The standard Pakistan corporate income tax rate for companies, including branches of foreign companies, is 29% under the Finance Act 2025. This applies to profits attributable to the Pakistan PE or business connection. Branches may also face a branch profits remittance tax on profits sent back to the foreign head office. Get tax advice before remitting profits from a Pakistan PE or branch.
What is the difference between a Pakistan PE and a 'business connection'?
A PE under a double-tax treaty is the standard OECD or UN Model test: a fixed place of business, or a dependent agent who habitually concludes contracts in the parent's name. A 'business connection' under Section 105 of the Income Tax Ordinance 2001 is a domestic rule that is wider. It catches any relationship through which a foreign company derives Pakistan-sourced income, even without a formal office or contract-signing agent. Where Pakistan has a treaty with the foreign company's home country, that treaty takes precedence, but the business connection rule applies where there is no treaty.
Pakistan's 'business connection' rule is the part foreign companies miss. You can pass the treaty PE tests on paper and still find the FBR taxing your Pakistan-sourced profits under domestic law.

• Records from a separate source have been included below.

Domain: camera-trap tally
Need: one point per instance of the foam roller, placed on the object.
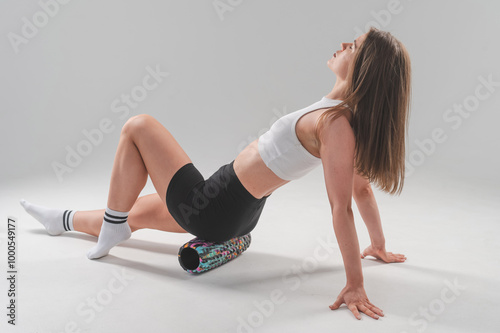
(198, 255)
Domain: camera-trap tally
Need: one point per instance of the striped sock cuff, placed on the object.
(68, 220)
(113, 216)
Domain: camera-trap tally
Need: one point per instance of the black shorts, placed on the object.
(216, 209)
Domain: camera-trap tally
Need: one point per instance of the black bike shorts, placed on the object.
(216, 209)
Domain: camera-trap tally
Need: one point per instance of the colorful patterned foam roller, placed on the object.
(198, 255)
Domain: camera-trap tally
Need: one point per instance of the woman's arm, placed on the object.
(337, 154)
(367, 206)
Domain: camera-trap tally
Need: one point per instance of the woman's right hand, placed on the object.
(356, 300)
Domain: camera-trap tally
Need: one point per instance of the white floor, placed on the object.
(284, 282)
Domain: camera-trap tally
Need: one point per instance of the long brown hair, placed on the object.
(378, 93)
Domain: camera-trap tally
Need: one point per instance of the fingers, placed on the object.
(375, 309)
(355, 311)
(337, 304)
(368, 312)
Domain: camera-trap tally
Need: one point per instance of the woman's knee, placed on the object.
(138, 124)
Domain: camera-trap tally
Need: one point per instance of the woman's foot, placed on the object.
(383, 255)
(55, 221)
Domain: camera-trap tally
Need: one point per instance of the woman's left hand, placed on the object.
(383, 255)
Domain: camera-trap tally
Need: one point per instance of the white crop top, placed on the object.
(281, 149)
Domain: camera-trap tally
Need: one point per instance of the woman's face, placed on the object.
(340, 61)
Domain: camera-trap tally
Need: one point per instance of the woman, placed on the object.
(357, 132)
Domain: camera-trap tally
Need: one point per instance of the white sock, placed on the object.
(114, 230)
(55, 221)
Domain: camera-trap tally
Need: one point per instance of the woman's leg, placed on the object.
(145, 148)
(148, 212)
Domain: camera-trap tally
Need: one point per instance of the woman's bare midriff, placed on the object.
(254, 174)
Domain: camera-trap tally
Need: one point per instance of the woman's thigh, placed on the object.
(161, 153)
(150, 212)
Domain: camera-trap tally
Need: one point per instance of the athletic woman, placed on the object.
(357, 132)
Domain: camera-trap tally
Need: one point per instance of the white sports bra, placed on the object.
(281, 149)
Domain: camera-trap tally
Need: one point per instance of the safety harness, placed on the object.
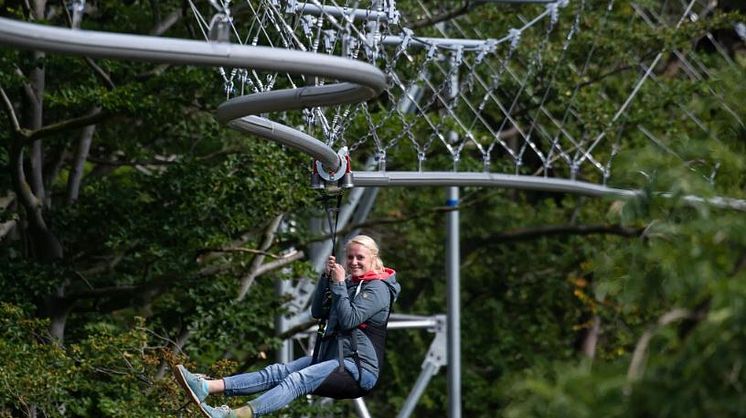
(340, 384)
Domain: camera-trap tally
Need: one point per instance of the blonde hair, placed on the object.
(371, 245)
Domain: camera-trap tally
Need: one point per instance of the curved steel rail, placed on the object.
(361, 81)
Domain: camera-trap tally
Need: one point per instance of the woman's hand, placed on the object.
(335, 271)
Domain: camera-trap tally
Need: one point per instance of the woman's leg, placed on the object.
(267, 378)
(296, 384)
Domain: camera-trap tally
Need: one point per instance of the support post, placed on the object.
(454, 306)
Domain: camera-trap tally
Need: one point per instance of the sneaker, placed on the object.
(219, 412)
(195, 385)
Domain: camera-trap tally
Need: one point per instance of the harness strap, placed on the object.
(327, 300)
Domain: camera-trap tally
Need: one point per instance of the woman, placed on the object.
(356, 304)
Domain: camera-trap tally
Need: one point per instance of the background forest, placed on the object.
(136, 232)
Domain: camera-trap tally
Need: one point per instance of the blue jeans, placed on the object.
(285, 382)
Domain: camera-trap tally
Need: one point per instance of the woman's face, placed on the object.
(359, 259)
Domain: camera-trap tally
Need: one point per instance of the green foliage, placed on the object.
(169, 197)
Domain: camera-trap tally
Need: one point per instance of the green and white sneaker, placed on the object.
(219, 412)
(195, 385)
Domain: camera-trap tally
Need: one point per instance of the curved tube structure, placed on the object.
(361, 81)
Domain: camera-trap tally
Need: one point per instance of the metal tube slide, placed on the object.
(448, 178)
(361, 81)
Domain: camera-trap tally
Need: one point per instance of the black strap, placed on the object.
(327, 300)
(368, 330)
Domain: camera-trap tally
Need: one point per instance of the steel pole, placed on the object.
(454, 305)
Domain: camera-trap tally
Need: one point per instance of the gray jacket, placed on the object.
(348, 311)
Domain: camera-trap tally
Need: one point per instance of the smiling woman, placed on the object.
(356, 303)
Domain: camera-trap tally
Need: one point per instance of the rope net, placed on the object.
(543, 95)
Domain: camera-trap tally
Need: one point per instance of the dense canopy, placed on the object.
(137, 232)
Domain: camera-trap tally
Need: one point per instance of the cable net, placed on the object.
(531, 89)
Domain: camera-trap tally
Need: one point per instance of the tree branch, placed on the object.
(10, 111)
(635, 367)
(6, 227)
(256, 264)
(75, 123)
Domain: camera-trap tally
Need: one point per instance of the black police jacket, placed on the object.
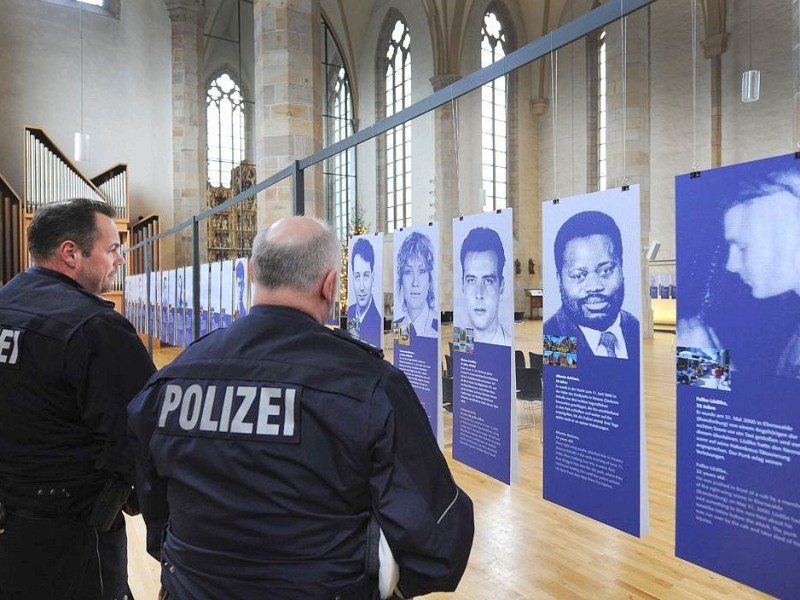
(264, 450)
(69, 364)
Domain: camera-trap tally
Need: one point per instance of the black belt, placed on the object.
(39, 515)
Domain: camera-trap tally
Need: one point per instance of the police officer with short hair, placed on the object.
(69, 364)
(272, 454)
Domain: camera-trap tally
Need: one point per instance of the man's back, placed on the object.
(47, 436)
(278, 440)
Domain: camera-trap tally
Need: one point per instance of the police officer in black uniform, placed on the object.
(69, 364)
(271, 455)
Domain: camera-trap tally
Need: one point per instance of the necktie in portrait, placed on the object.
(609, 341)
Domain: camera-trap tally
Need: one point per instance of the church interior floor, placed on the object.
(528, 548)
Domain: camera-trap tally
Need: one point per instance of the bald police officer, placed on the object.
(271, 453)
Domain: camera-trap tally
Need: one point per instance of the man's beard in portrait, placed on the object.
(600, 320)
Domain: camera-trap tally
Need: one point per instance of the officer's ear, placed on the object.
(68, 252)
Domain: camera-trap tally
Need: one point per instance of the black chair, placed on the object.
(447, 393)
(529, 392)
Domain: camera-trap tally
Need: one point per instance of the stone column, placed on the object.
(629, 130)
(288, 101)
(446, 184)
(188, 121)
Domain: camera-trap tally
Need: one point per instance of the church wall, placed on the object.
(126, 82)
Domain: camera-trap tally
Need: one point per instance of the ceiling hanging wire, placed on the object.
(624, 52)
(81, 139)
(554, 112)
(695, 165)
(751, 78)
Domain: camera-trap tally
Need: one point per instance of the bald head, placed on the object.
(294, 254)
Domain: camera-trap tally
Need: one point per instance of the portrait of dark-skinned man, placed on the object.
(588, 259)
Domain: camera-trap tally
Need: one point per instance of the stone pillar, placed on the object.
(188, 121)
(288, 101)
(629, 116)
(714, 46)
(446, 185)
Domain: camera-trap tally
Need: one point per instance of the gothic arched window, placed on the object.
(339, 170)
(225, 123)
(396, 80)
(494, 117)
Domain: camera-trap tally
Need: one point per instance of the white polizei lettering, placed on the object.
(266, 409)
(172, 400)
(206, 423)
(9, 339)
(195, 405)
(288, 417)
(225, 417)
(238, 425)
(190, 407)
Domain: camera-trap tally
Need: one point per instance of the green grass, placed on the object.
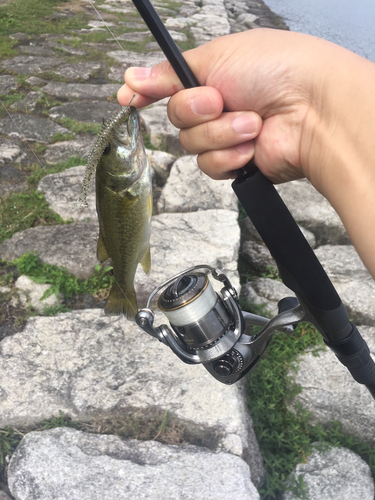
(19, 211)
(35, 17)
(61, 281)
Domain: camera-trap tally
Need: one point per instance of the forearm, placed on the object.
(339, 153)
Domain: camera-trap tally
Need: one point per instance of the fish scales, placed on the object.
(124, 205)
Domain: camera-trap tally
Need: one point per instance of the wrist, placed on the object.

The question to ask at the hiring brief, before the contract goes out, is: does this role earn money from Pakistan, or for Pakistan?
Pakistan's Section 105 business connection rule catches revenue activity that the standard treaty PE tests alone would not.
The FBR's audit focus on foreign technology companies has grown since 2023. Assess each hire at the brief stage, not after the deals start closing.
A tax memo at 29% attribution costs far less than a back-year FBR assessment.